Queste e le successive pagine del romanzo offrono uno spietato e magistrale affresco delle masse di pellegrini invocanti la grazia ai piedi della Vergine. Seguendo la biografia dell’autore, è possibile cogliere il parallelismo tra la sua esperienza personale e quella dei protagonisti. Le lettere a Barbara Leoni – dell’11 giugno 1887 e del 10 giugno 1891 – non solo testimoniano la presenza dello scrittore a Casalbordino ma offrono elementi per coglierne l’altalenante posizione: l’urgenza di prendere la distanza dallo «strato infimo della razza» e la costante attrazione verso di esso.
«[…] il disgusto li prendeva alla gola, li eccitava a fuggire; eppure l’attrazione dello spettacolo umano era più forte, li tratteneva nelle strettoie della calca, li portava dove la miseria appariva peggiore, dove si rivelavano con peggiori eccessi la crudeltà, l’ignoranza, la frode, dove le grida irrompevano, dove le lacrime scorrevano».
Alle vivide e potenti descrizioni di Gabriele D’Annunzio è possibile aggiungere un altro resoconto, del 1869, stilato dal frate minore Giustino e inviato al suo confratello Alessandro da Crecchio, futuro vescovo di Bovino.

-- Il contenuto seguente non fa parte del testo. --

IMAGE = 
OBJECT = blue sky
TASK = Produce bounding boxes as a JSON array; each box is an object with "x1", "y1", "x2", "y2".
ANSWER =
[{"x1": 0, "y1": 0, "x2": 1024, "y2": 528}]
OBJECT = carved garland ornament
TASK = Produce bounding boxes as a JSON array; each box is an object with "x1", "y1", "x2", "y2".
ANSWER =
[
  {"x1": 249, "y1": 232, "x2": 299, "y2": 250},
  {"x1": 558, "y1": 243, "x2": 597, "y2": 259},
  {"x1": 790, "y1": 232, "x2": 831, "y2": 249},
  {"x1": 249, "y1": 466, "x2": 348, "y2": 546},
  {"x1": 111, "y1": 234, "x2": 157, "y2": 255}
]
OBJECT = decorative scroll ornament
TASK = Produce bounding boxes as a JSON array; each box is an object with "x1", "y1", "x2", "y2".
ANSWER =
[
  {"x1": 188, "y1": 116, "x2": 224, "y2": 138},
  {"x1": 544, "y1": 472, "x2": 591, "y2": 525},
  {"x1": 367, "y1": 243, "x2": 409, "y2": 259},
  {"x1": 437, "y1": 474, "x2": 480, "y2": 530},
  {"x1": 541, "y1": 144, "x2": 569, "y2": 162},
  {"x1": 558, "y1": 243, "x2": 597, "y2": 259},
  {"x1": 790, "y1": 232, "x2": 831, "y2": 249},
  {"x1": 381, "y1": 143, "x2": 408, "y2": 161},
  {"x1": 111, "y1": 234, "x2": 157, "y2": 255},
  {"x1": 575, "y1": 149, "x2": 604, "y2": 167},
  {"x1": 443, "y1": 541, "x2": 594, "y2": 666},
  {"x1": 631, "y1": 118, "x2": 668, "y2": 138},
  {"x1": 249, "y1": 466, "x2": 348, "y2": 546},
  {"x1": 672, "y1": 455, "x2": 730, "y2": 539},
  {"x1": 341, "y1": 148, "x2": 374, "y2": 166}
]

«Se foste qui, vedreste innumerevoli compagnie composte di più centinaia, provenienti dai tre Abruzzi, dalla Capitanata, dalla Puglia, dalla provincia di Molise, da Avellino, dalle Marche, empire lunghe e spaziose vie, e correre in folla per visitare e sciogliere i loro voti alla Madonna dei Miracoli. A cominciare dall’antivigilia, cioè 9 giugno […] per più miglia da Casalbordino, da tutti i lati, giorno e notte, non si sentono altro che altissime e pietosissime voci che echeggiano per l’aria, ed imbalsamano l’estesissima atmosfera di queste contrade, cantando preghiere ed inni devoti di lodi e di benedizioni a Maria. Per più metri, prima di giungere al Santuario […] alcune intere compagnie danno il devoto spettacolo di porsi in ginocchio e, così ginocchioni, camminare per via, accostarsi ed entrare in Chiesa a venerare la Madonna dei Miracoli. Che dire poi di talune altre che per la stessa via, prostrandosi con tutta la persona sul polverosissimo suolo, fan solco, tra la molta polvere, con la lingua che strisciano per terra fino all’altare di Maria, cui vanno a ringraziare dei benefici ricevuti? Questi ed altri simili spettacoli che intere processioni presentano ai riguardanti, per le strade, fuori e dentro il tempio della Vergine, inteneriscono il cuore di tutti».
Il santuario e le sue pratiche religiose richiamarono non soltanto i fedeli ma anche osservatori attenti, incuriositi da quello che Gabriele D’Annunzio e il francescano definirono spettacolo. Tra questi osservatori giunti a Casalbordino è doveroso fare cenno a Basilio Cascella che riversò le sue sensazioni ne Il santuario di Casalbordino del 1896 o a Francesco Paolo Michetti e al suo monumentale dipinto, del 1900, intitolato Gli storpi,con il triste pellegrinaggio degli infermi verso il santuario dove l’artista francavillese, tra il 1895 e il 1900, venne più volte con la sua macchina fotografica per catturare «la dolente umanità dei pellegrini».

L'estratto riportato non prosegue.